El hadj Mohamed Mansour Kaba : Je suis El hadj Mohamed Mansour Kaba, ingénieur en Génie civil de l’Université technique de Munich et je travaille depuis 45 ans. J’ai commencé à travailler en Allemagne, pendant trois ans, et tout le reste en Côte D’Ivoire. C’est à partir de la Côte d’Ivoire que j’ai vraiment évolué sur le continent africain. Et depuis la crise ivoirienne, j’ai transféré le siège de mon bureau ici à Conakry. Je précise que je suis fondateur et directeur général d’un bureau d’études et nous faisons partie des plus grands bâtisseurs d’Afrique. Je peux le dire sans fausse note, car nous avons travaillé dans plus de 20 pays africains sur des projets gagnés sur appel d’offres international en concurrence avec les plus grands bureaux d’études du monde.
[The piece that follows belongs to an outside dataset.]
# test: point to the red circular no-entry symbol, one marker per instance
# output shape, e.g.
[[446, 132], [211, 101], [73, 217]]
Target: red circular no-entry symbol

Donc, je suis revenu chez moi depuis la transition en 2010. Et pendant cette transition, j’ai été ministre de la Construction, de l’Urbanisme et de l’Habitat. Et depuis la fin de la transition, je me suis installé définitivement chez moi à Conakry en Guinée.

Le peuple de Guinée vous a connu dans les années 90 à travers le parti Dyama. Aujourd’hui, nous apprenons que c’est désormais le PAG-Dyama. Qu’est-ce qui a motivé ce changement ?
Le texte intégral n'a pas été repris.